As skiers and snowboarders spent Wednesday on the slopes and terrain at the financially troubled attraction, Judge Jean FitzSimon accepted DFM Realty Inc.’s $4.6 million mixed cash and credit bid for the skiing and water-park complex on Montage Mountain. DFM Realty, an affiliate of National Penn Bank of Boyertown, Berks County, bid $4.6 million during a four-hour auction held last week in Philadelphia.
That bank previously extended two mortgages to Snö Mountain’s owners totaling more than $8.9 million and is the facility’s largest secured creditor. Because of that, it was permitted to bid up to that $8.9 million. In the end, it didn’t have to go that high, as second highest bidder Montage Mountain Resort LP’s top bid was $4.5 million.
Montage Mountain Resorts LLC, a Philadelphia-area investment group, has owned the property since 2006. It purchased the resort from Lackawanna County for $5.1 million that year and has operated the attraction while losing money ever since. It filed for Chapter 11 bankruptcy protection last fall.
Even with the history of operating losses, if the auction is an indication, members of that ownership group seem interested in making an effort to purchase the property from the bank. Scott Tattar, a spokesman for the group, did not return a call seeking comment on Thursday.
The third bidder at least week’s auction is still expressing an interest in the resort.

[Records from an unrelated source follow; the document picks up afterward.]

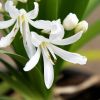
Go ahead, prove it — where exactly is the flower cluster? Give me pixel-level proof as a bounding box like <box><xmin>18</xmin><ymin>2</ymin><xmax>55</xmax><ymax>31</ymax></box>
<box><xmin>0</xmin><ymin>1</ymin><xmax>88</xmax><ymax>89</ymax></box>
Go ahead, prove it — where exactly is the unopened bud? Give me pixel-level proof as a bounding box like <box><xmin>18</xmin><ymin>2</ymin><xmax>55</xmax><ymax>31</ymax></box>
<box><xmin>75</xmin><ymin>21</ymin><xmax>88</xmax><ymax>33</ymax></box>
<box><xmin>0</xmin><ymin>2</ymin><xmax>2</xmax><ymax>10</ymax></box>
<box><xmin>18</xmin><ymin>0</ymin><xmax>27</xmax><ymax>3</ymax></box>
<box><xmin>63</xmin><ymin>13</ymin><xmax>79</xmax><ymax>30</ymax></box>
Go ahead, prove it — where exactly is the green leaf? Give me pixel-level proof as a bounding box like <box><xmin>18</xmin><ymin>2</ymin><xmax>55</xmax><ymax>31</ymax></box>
<box><xmin>59</xmin><ymin>0</ymin><xmax>89</xmax><ymax>20</ymax></box>
<box><xmin>0</xmin><ymin>81</ymin><xmax>11</xmax><ymax>96</ymax></box>
<box><xmin>0</xmin><ymin>50</ymin><xmax>27</xmax><ymax>65</ymax></box>
<box><xmin>38</xmin><ymin>0</ymin><xmax>61</xmax><ymax>20</ymax></box>
<box><xmin>70</xmin><ymin>20</ymin><xmax>100</xmax><ymax>51</ymax></box>
<box><xmin>84</xmin><ymin>0</ymin><xmax>100</xmax><ymax>17</ymax></box>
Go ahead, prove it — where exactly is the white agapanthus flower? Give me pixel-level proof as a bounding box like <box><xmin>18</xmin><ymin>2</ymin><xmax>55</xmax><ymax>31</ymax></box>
<box><xmin>24</xmin><ymin>20</ymin><xmax>87</xmax><ymax>89</ymax></box>
<box><xmin>0</xmin><ymin>0</ymin><xmax>39</xmax><ymax>57</ymax></box>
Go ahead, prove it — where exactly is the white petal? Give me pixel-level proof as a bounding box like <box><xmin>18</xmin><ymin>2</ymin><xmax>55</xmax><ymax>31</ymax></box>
<box><xmin>52</xmin><ymin>45</ymin><xmax>87</xmax><ymax>65</ymax></box>
<box><xmin>22</xmin><ymin>20</ymin><xmax>36</xmax><ymax>58</ymax></box>
<box><xmin>49</xmin><ymin>19</ymin><xmax>64</xmax><ymax>40</ymax></box>
<box><xmin>23</xmin><ymin>48</ymin><xmax>41</xmax><ymax>71</ymax></box>
<box><xmin>0</xmin><ymin>19</ymin><xmax>16</xmax><ymax>29</ymax></box>
<box><xmin>43</xmin><ymin>50</ymin><xmax>54</xmax><ymax>89</ymax></box>
<box><xmin>47</xmin><ymin>44</ymin><xmax>57</xmax><ymax>60</ymax></box>
<box><xmin>75</xmin><ymin>20</ymin><xmax>88</xmax><ymax>33</ymax></box>
<box><xmin>27</xmin><ymin>2</ymin><xmax>39</xmax><ymax>19</ymax></box>
<box><xmin>28</xmin><ymin>19</ymin><xmax>51</xmax><ymax>31</ymax></box>
<box><xmin>5</xmin><ymin>0</ymin><xmax>19</xmax><ymax>18</ymax></box>
<box><xmin>51</xmin><ymin>31</ymin><xmax>83</xmax><ymax>45</ymax></box>
<box><xmin>0</xmin><ymin>23</ymin><xmax>19</xmax><ymax>48</ymax></box>
<box><xmin>63</xmin><ymin>13</ymin><xmax>79</xmax><ymax>30</ymax></box>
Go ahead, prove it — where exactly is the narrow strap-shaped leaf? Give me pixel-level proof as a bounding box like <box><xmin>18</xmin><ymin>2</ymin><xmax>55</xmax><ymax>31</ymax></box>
<box><xmin>0</xmin><ymin>81</ymin><xmax>11</xmax><ymax>95</ymax></box>
<box><xmin>0</xmin><ymin>59</ymin><xmax>30</xmax><ymax>87</ymax></box>
<box><xmin>70</xmin><ymin>20</ymin><xmax>100</xmax><ymax>51</ymax></box>
<box><xmin>0</xmin><ymin>72</ymin><xmax>32</xmax><ymax>97</ymax></box>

CBH20, a group backed by Arthur Berry III, the owner of Camelback Mountain Resort in Tannersville, Monroe County, opened with a $1 million bid but never raised it.
Berry said his group would not pay anywhere in the ballpark of $4.5 million. But ownership might not be the only way his group could get involved in Snö Mountain. He threw out the possibility that Camelback could serve as an operator of Snö Mountain if the new owner was interested.
In an email Thursday, Catharine Bower, a spokeswoman for National Penn Bank, declined to comment on what the bank has planned for the property.
Gary F. Seitz, who has served as a court-appointed operator after Snö Mountain filed for Chapter 11 bankruptcy protection in October after piling up $24.2 million in debt, said the closing on the sale is set to occur “no later than April 19. The resort will continue to operate, weather permitting, to the usual season end.”